Solve the following for x
l (x+h) ^2 - x^2 l > or equal to 3h^2, h>0

Answer 1

@wio could you help me with this problem?

Answer 2

\[
|(x+h)^2-x^2|\geq 3h^2
\]?

Answer 3

yes

Answer 4

First simplify inside: \[
(x+h)^2-x^2 = x^2+2hx+h^2-x^2 = 2hx+h^2
\]

Answer 5

Next, we know \(h>0\implies 3h^2>0\) so both are positive, meaning if we square them then the inequality will remain true.

Answer 6

\[
(2hx+h^2)^2 \geq 9h^4
\]

Answer 7

now do I just simplify that and solve for x?

Answer 8

Yeah, you wanna solve for the \(=0\) case. You can use quadratic formula.

Answer 9

When you know the points where it crosses the \(0\) mark, you know when the equality changes between true and false.

Answer 10

You'll end up with something along the lines of \[
(x-r_1(h)) (x-r_2(h)) \geq 0
\]Where \(r_1\) and \(r_2\) are roots, and they happen to be functions of \(h\).

Answer 11

oh okay got it, so do I do \[\left| x-1 \right|+\left| x-2 \right|<3 hint: consider \cases for x \le 1, 1<x \le 2, x>2\]

Answer 12

??? No idea where you got that.

Answer 13

sorry I meant to say, would I do that problem the same way I did the other one?

Answer 14

that was a miswording from my side

Answer 15

No, the other problem is completely different.

Answer 16

ohh could you please explain how it's different?
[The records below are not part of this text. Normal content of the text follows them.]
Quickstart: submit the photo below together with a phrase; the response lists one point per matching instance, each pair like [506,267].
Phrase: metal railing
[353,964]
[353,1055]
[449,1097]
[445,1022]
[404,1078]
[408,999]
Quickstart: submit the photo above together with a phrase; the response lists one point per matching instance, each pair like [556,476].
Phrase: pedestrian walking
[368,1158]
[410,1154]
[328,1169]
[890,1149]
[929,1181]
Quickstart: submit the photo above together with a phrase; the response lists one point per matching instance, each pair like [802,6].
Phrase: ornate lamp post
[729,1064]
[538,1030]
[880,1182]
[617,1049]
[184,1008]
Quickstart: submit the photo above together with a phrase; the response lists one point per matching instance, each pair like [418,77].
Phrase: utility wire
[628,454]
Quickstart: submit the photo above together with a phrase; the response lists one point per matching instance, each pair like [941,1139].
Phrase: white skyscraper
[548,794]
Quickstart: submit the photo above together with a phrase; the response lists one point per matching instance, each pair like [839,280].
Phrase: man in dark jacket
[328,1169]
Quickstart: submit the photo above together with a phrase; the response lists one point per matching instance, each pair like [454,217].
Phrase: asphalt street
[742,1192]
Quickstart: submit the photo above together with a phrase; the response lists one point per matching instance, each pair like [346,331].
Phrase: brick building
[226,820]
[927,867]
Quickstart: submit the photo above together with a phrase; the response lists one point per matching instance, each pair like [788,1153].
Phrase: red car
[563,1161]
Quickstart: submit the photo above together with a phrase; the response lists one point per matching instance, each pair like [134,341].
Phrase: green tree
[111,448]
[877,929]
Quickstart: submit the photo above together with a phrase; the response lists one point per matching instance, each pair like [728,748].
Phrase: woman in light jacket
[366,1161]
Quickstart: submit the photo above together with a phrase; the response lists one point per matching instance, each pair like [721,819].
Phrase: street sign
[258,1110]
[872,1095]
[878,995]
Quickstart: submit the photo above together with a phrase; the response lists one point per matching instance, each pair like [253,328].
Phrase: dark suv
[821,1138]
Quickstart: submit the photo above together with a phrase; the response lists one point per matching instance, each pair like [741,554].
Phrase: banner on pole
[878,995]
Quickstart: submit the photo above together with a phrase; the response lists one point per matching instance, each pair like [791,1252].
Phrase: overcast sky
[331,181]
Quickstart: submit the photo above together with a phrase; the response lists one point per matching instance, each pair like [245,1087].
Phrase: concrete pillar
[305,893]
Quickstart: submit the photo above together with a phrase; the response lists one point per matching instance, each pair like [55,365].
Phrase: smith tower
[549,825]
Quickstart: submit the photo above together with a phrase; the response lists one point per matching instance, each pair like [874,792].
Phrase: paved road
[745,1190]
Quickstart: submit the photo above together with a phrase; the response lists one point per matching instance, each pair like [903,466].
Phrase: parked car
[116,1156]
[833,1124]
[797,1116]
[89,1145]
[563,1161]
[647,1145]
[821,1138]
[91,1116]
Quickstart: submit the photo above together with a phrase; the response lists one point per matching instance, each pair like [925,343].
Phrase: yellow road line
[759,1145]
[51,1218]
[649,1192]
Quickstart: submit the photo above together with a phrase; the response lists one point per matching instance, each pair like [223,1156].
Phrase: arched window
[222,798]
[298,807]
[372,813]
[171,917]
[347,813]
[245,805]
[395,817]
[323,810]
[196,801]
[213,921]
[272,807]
Just to know for future purposes

Answer 17

It's not a quadratic equation.

Answer 18

ohh how would approach this problem then?

Answer 19

but basically, you have to consider when \(|x-2|>0\) and \(|x-3|>0\)

Answer 20

that is why they said to consider \(x>2\) and \(x>3\) and also \(x\lt 2\)

Answer 21

whoops... should be \(1\) and \(2\)... not \(2\) and \(3\).